May, une jeune jordanienne qui vit à New-York, vient passer l’été à Amman, dans sa famille.

Mais cette fois-ci, les vacances chez sa mère et ses sœurs seront différentes des autre fois car son mariage se déroulera pendant le séjour. Elle s’apprête à épouser un musulman au grand dam de sa mère, une fervente chrétienne.

Cette union inter-religieuse qui n’était au départ que le motif d’un conflit entre May est sa mère va servir de révélateur à tous les membres de famille, y compris le père remarié à une jeune femme, et produire des événements et des révélations en cascade qui feront trembler l’édifice et bousculeront un monde de certitudes attachées aux traditions et basées sur le non-dit.

Les mariages interculturels et inter-religieux ne sont pas seulement désapprouvés dans les sociétés moyen-orientales mais bel et bien interdits.

Cherien Dabis a souhaité, pour explorer ce qu’elle considère comme un fléau dans ces pays, en faire le sujet central de son film.

Pourtant très vite, si le prochain mariage de May, une chrétienne, avec un musulman reste vis-à-vis de sa mère, de la famille et du voisinage, un sujet de préoccupations ou de franche réprobation, le film en élargissant son champ et en s’intéressant aux personnages secondaires, aborde d’autres problèmes plus universels.

La mère ne cristallise-t-elle pas, autour du mariage de sa fille, son échec conjugal et sa difficulté à se voir en femme vieillissante pour mieux masquer ses incohérences intimes et des secrets ?

Et ainsi, ce qui devait servir d’écran de fumée pour tenir à distance l’homosexualité de la sœur cadette ou les vraies raisons pour lesquelles la troisième sœur a été licenciée, va servir au contraire, de révélateur.

Tous les événements découlant de l’union décriée finiront par conduire au doute, jusqu’à la future mariée, qui n’étant plus sûre de rien, regardera se déliter ce sur quoi elle avait imaginé et construit son avenir.

Ce ne sont pas les mises en garde de sa mère à propos des unions inter-religieuses ou les regards réprobateurs des autres qui agiront sur elle, mais les événements qui surviendront et qui modifieront sa vue générale des choses, d’une vie basée sur des valeurs reconnues mais qui soudain ne trouveront plus d’écho en elle.
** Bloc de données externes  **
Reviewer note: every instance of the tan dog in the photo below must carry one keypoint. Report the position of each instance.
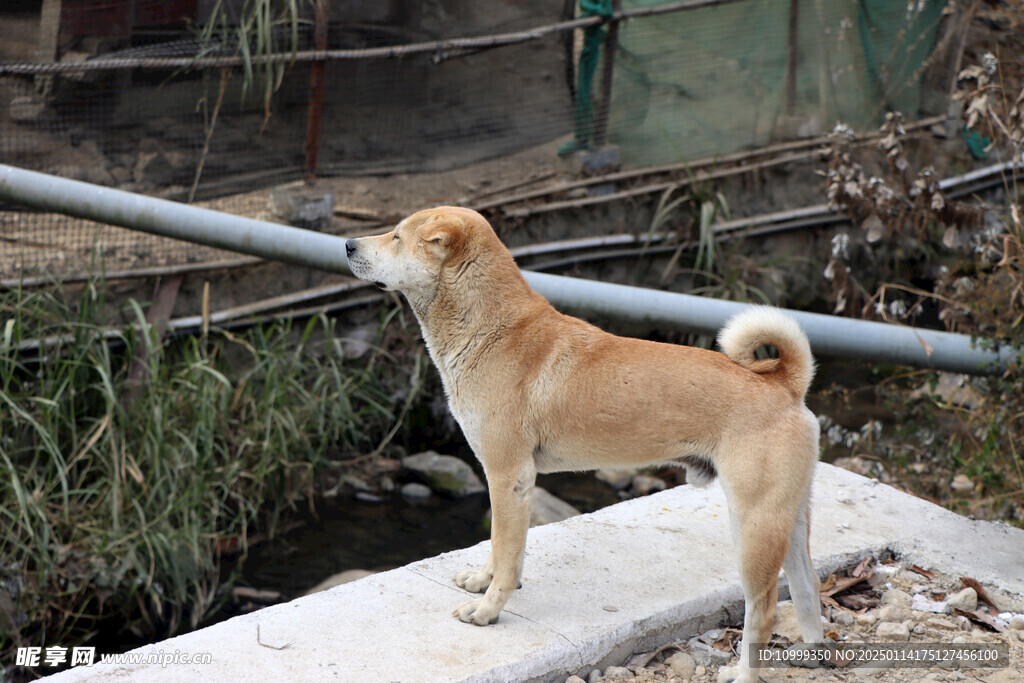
(536, 390)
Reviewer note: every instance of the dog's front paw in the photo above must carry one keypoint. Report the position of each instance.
(474, 581)
(479, 611)
(736, 674)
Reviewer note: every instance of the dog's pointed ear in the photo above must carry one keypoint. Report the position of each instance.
(443, 233)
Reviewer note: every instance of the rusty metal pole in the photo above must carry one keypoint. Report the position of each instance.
(316, 79)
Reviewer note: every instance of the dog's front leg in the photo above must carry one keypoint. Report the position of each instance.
(510, 486)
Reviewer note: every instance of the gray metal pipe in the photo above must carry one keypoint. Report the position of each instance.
(828, 335)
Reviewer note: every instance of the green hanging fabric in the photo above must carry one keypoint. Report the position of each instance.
(592, 40)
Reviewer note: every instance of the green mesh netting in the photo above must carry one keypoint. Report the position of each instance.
(721, 79)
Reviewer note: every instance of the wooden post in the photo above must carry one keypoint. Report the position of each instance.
(604, 108)
(316, 91)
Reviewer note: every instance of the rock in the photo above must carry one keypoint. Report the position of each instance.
(339, 579)
(682, 665)
(923, 604)
(896, 597)
(962, 483)
(157, 169)
(415, 492)
(706, 654)
(966, 600)
(617, 479)
(444, 473)
(546, 508)
(889, 631)
(941, 623)
(866, 619)
(843, 617)
(785, 622)
(644, 484)
(302, 208)
(893, 613)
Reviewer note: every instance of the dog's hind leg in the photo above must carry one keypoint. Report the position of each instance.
(762, 513)
(803, 580)
(510, 496)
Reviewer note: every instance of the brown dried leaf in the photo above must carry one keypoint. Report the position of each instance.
(983, 595)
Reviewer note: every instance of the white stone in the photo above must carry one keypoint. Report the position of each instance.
(682, 665)
(893, 631)
(966, 600)
(923, 604)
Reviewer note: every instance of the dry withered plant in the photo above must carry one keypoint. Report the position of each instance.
(918, 255)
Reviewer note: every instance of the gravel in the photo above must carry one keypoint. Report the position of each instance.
(912, 608)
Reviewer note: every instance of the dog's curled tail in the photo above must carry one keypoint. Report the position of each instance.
(758, 326)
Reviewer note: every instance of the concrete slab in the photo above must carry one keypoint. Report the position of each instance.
(597, 587)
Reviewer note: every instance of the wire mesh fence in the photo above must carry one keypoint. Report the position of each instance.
(135, 95)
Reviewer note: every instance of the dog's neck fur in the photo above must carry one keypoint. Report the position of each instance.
(460, 323)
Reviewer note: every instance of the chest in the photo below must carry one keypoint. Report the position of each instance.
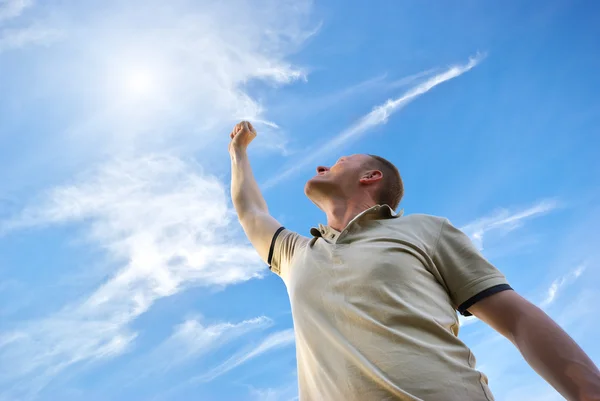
(376, 270)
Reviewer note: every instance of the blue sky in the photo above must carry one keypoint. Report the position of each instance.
(124, 274)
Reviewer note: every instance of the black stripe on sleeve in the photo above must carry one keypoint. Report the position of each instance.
(279, 230)
(462, 309)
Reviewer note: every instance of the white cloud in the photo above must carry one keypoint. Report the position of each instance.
(276, 340)
(180, 77)
(505, 220)
(283, 393)
(164, 223)
(379, 115)
(13, 8)
(193, 339)
(559, 283)
(33, 35)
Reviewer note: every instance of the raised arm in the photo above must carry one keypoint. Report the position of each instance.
(251, 208)
(544, 345)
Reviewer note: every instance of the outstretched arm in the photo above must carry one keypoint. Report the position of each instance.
(545, 346)
(249, 203)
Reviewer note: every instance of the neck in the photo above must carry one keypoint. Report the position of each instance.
(341, 211)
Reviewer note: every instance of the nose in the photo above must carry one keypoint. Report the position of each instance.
(322, 170)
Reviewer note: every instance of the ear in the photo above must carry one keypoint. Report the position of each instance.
(371, 177)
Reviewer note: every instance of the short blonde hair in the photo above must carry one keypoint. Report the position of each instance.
(392, 188)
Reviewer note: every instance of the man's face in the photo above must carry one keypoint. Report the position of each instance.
(341, 178)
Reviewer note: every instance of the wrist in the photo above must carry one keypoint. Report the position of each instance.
(237, 154)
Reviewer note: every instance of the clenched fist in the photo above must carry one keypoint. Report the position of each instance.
(243, 133)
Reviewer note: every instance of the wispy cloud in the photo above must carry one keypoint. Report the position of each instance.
(190, 341)
(276, 340)
(379, 115)
(164, 224)
(505, 220)
(283, 393)
(13, 8)
(559, 283)
(34, 35)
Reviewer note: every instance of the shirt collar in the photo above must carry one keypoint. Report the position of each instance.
(377, 212)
Si le film de Cherien Dabis ne perd jamais de vue son sujet central, il s’en éloigne pour mieux dresser le portrait d’une société prisonnière de ses valeurs, mais cependant en pleine mutation.
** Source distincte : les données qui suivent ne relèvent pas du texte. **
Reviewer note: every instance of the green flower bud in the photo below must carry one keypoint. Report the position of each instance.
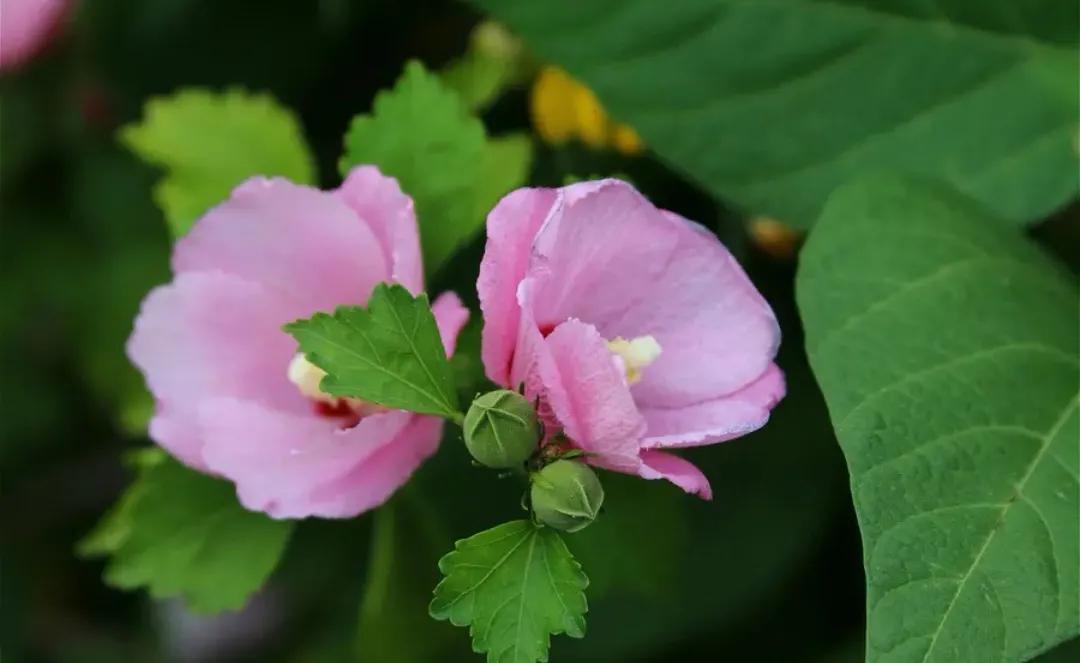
(566, 495)
(501, 430)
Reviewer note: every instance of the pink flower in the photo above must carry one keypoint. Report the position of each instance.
(634, 327)
(26, 26)
(233, 398)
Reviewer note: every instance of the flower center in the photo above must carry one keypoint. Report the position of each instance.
(307, 377)
(635, 354)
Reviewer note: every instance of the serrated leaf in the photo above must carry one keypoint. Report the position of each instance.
(773, 104)
(422, 134)
(390, 353)
(515, 585)
(947, 350)
(208, 143)
(178, 532)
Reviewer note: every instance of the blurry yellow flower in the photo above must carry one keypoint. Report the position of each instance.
(563, 110)
(773, 238)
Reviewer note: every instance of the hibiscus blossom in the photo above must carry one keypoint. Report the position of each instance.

Ainsi les deux sœurs de May semblent avoir amorcé une réelle émancipation et avoir pris de la distance par rapport aux carcans d’une société campée sur ses positions.
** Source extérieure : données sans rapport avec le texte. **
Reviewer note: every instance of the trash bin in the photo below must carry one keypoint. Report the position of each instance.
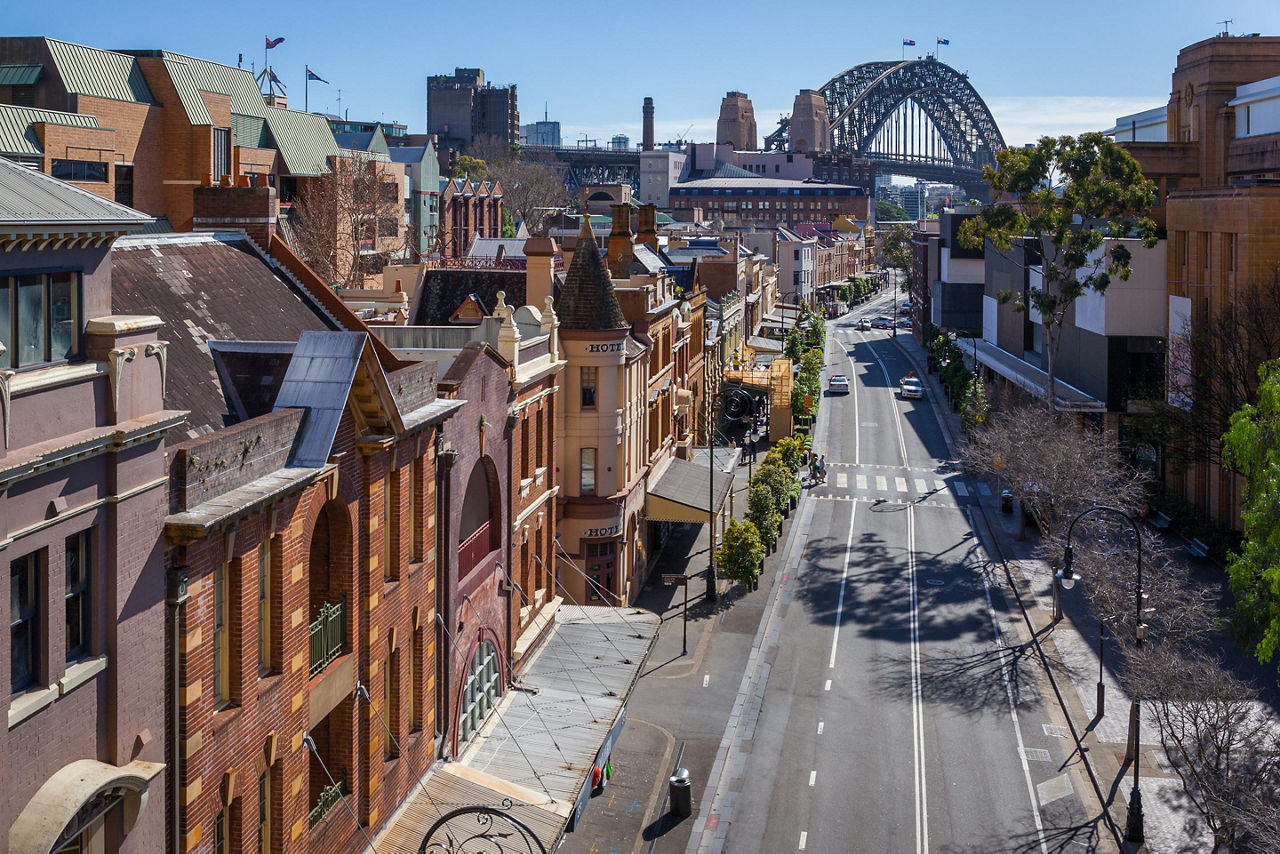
(681, 794)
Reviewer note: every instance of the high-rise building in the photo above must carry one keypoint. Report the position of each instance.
(461, 106)
(736, 123)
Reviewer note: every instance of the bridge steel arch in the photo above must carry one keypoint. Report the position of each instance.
(862, 99)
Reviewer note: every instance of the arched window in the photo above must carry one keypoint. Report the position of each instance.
(481, 690)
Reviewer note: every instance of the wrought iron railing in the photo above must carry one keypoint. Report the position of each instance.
(329, 798)
(328, 634)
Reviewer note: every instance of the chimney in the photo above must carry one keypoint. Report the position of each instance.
(225, 209)
(648, 126)
(620, 241)
(648, 231)
(539, 270)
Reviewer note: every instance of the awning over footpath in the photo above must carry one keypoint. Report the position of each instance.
(534, 757)
(682, 493)
(1033, 379)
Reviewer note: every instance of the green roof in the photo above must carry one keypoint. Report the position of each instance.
(19, 74)
(250, 131)
(18, 136)
(224, 80)
(188, 92)
(101, 73)
(304, 141)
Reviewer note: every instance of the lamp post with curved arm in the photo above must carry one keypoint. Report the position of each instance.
(1066, 576)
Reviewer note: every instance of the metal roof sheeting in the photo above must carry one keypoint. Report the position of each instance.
(101, 73)
(188, 94)
(30, 197)
(304, 140)
(214, 77)
(18, 136)
(19, 74)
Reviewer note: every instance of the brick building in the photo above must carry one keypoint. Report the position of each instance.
(82, 447)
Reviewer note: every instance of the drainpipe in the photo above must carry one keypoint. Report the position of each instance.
(176, 596)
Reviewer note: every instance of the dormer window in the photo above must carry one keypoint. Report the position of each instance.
(40, 319)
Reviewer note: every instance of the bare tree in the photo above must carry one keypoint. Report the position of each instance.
(1054, 465)
(1220, 744)
(350, 223)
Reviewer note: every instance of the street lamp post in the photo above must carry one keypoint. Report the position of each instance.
(1066, 578)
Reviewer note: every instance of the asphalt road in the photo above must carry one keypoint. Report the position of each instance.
(899, 712)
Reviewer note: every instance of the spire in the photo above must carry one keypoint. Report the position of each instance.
(588, 300)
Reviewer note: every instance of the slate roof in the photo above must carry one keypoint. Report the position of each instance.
(30, 197)
(588, 301)
(206, 286)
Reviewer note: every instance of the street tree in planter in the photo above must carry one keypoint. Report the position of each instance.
(740, 553)
(1061, 197)
(762, 511)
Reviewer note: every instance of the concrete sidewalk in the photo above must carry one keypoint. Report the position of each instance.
(682, 703)
(1070, 648)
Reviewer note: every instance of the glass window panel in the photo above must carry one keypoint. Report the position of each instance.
(7, 322)
(31, 320)
(63, 320)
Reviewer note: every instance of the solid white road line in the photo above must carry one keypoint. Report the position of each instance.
(1013, 706)
(844, 579)
(922, 807)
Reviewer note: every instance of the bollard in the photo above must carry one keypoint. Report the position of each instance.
(681, 794)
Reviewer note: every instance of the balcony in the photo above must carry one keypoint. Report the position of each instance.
(474, 549)
(328, 635)
(329, 798)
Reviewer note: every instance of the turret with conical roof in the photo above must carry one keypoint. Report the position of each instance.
(588, 300)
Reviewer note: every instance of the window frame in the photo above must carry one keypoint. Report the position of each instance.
(83, 546)
(28, 620)
(10, 315)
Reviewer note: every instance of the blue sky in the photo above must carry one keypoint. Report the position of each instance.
(1042, 67)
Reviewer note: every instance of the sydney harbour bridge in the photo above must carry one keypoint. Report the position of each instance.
(917, 117)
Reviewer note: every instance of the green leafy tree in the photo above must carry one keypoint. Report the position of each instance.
(740, 552)
(1064, 197)
(1252, 444)
(467, 167)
Le reproche qu’on pourrait faire à " May in the summer" , est celui d’avoir multiplié les personnages et d’avoir chargé chacun de la mission d’aller dans le sens d’une démonstration parfois un peu trop évidente.

Le récit ratisse un peu trop large et parfois se perd dans des séquences qui pourraient nuire à l’efficacité du propos.